Evenly cut your pancetta into thin strips no more than 1/2′ in length (smaller is better). Add to a large sauce pan on medium low heat (2-3 on a scale of 10) with about 1 tablespoon of your olive oil. The idea here is to mostly render the pancetta in its own fat so you do not want to add more oil than necessary to prevent sticking. Stir as needed with a spoon.
Finely dice your shallot and add to the pan after the pancetta has been cooking for about 5 minutes. Stir the pan, coating the shallot in pancetta fat and olive oil. If you feel that the pan is too dry, add more oil.

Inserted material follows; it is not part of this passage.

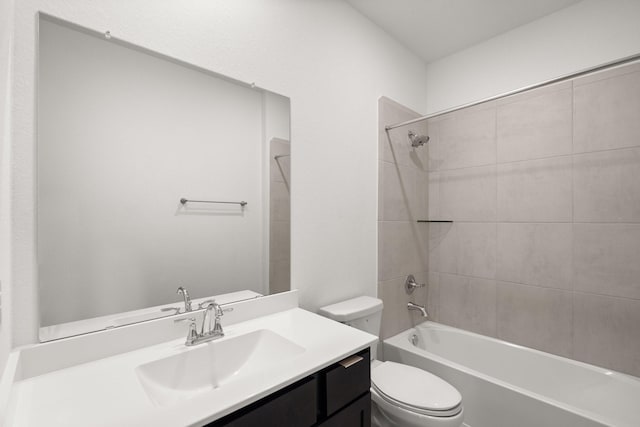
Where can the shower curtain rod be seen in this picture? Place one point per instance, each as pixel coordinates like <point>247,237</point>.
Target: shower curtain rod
<point>601,67</point>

Crush a clove of garlic gently with the side of your knife or palm of your hand, dice and add to the pan once the shallots have just begun to sweat. Mix the pan and let sit for a few minutes while the shallot and garlic cook.
After about 10 total minutes, add your tomatoes and sugar to the pan and stir. The sugar is necessary to temper the acidity of the tomatoes. Stir the pan occasionally throughout the next 10 minutes.
Shred the basil by hand and add it to your sauce. Sprinkle in some crushed black pepper and taste as you go. I usually use about a teaspoon.
Turn off the heat and allow the sauce to thicken. Stir in your other optional ingredients if desired. Finito! Serve over pasta or on pizza or store for later use.